The St. Louis Beacon reports that Missouri consumers will have to wait for the Oct. 1 launch date to get answers about how much the new coverage will cost. Other news outlets offer state-specific coverage of how the marketplaces are taking shape and what types of impact they might have.

St. Louis Beacon: No Info On Insurance Cost And Carriers Until Health Exchanges Open
Missouri consumers wanting to know who will sell them insurance and at what cost through the health reform law’s online marketplace system won’t have answers until Oct. 1, the day the program begins taking applications. That’s the word from Nanette Foster Reilly, consortium administrator for region 7 of the U.S. Department of Health and Human Services (Joiner, 9/16).

The CT Mirror: Obamacare Q&A: What Will My Plan Cost? What Doctors Are Covered? And What About Dental?
Our first batch of reader questions about the federal health care reform law addresses how much individuals would pay to buy coverage, dental insurance, which health care providers are covered, and health savings accounts (Becker, 9/16).

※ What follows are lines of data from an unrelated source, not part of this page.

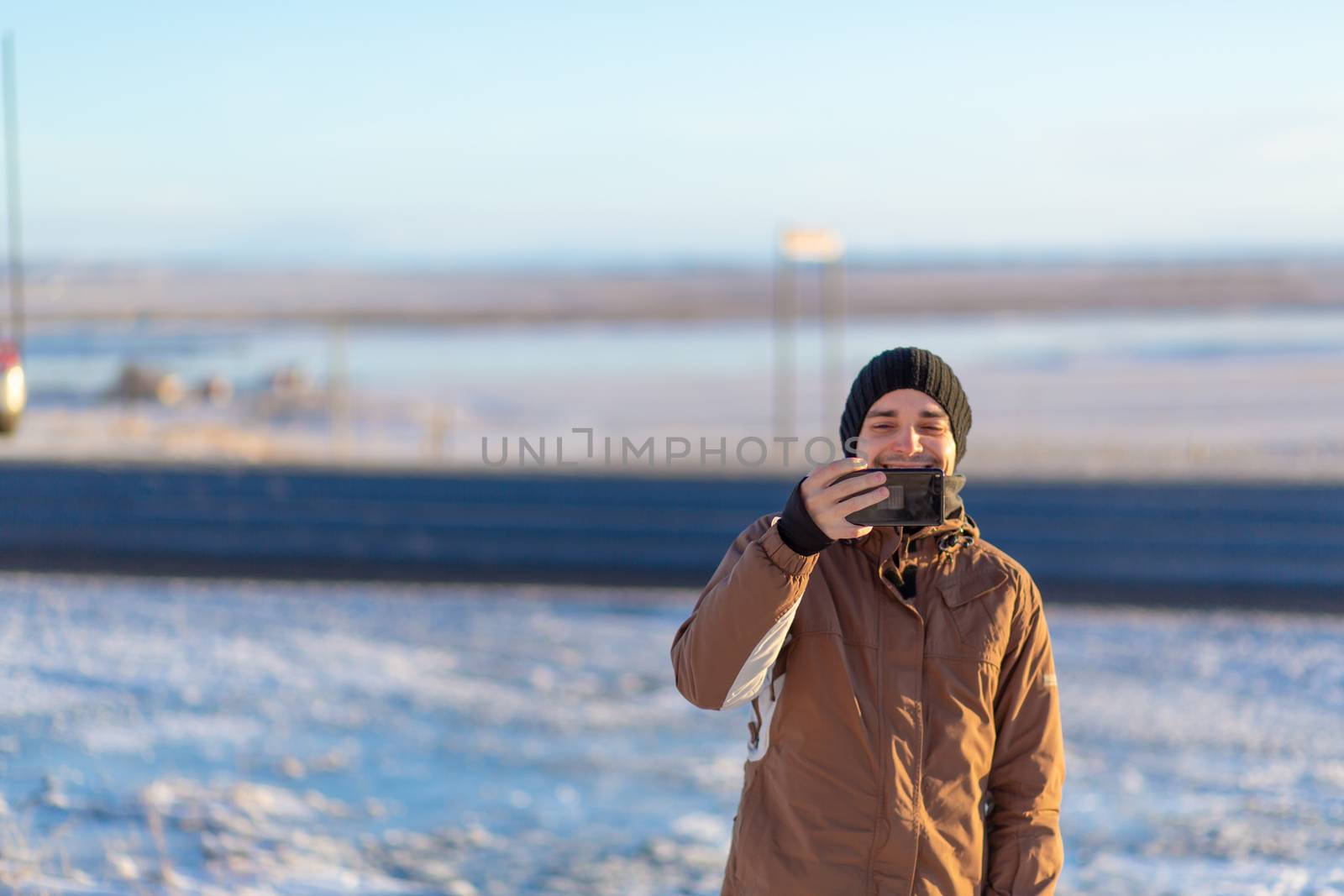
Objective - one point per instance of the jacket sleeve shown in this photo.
(1027, 775)
(722, 653)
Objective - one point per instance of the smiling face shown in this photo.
(906, 427)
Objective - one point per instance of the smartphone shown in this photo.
(914, 497)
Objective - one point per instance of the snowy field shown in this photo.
(1117, 394)
(233, 738)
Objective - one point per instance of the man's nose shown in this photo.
(906, 441)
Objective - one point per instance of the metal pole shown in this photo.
(11, 156)
(832, 343)
(785, 312)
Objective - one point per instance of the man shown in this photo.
(905, 721)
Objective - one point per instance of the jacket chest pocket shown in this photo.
(978, 610)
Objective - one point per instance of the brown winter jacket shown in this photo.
(887, 736)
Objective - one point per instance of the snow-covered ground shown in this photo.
(230, 736)
(1116, 394)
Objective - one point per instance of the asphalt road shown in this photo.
(1273, 546)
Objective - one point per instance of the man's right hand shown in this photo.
(830, 503)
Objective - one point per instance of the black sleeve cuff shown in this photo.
(799, 530)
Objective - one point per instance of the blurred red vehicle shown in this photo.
(13, 387)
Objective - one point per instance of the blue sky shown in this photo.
(440, 134)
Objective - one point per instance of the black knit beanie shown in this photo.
(906, 369)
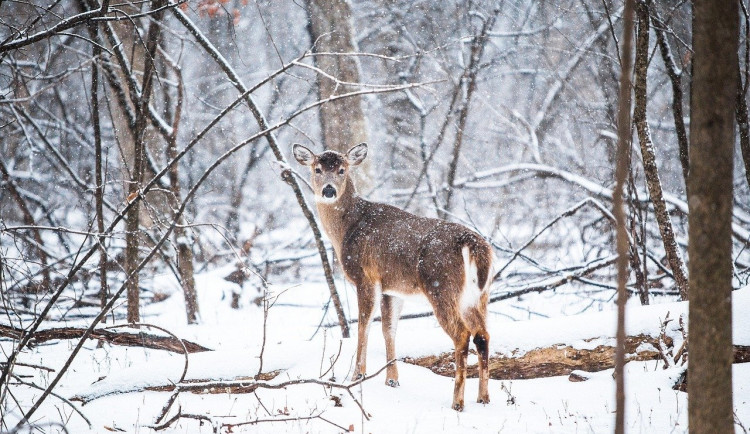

Healthy Cal: 'Obamacare 101' Sessions in L.A. County Designed To Educate, Inform
Kandis Driscoll, the workgroup director for the Insuring the Uninsured Project, stood at the podium of a recent session of Obamacare 101 asked if anyone was familiar with what is known as the individual mandate . A smattering of hands from the 90 or so attendees gingerly went up. So Driscoll presented a slide explaining the mandate, breaking down the penalty of $95 or 1 percent of income a person will have to pay on their taxes in the first year if they don’t secure insurance and how that penalty increases in coming years. The room filled with murmurs. The individual mandate, a key provision of 2010′s Affordable Care Act and such a hotly contested issue that it took a Supreme Court ruling last year to keep it in place, was still news to some (Fulton, 9/17).

The Associated Press: Wisconsin Consumer Advocates Warn Of Health Care Fraud
Enrollment begins for a national health insurance program in two weeks, and Wisconsin officials are already bracing for what could be an unprecedented wave of fraud attempts. The National Consumers League says criminals across the nation have already begun using confusion over the Affordable Care Act to pressure consumers into divulging personal information, the Press-Gazette Media reported (9/17).

California Healthline: Researchers Helping Legislative Staff Craft Health Care Reform Message
When they see television ads or billboards for Covered California, the state's health insurance exchange, or see media stories about the huge expansion of Medi-Cal, the state's Medicaid program, Californians will have questions. A lot of those questions will go to state legislators. Assembly and Senate staff members could be deluged with calls and queries. That's where Shana Alex Lavarreda comes in. Lavarreda, director of health insurance studies at the UCLA Center for Health Policy Research, helped stage a recent symposium in Los Angeles for legislative staff members. Along with other UCLA researchers, Lavarreda briefed staffers on the mountain of health care information they're about to need (Gorn, 9/16).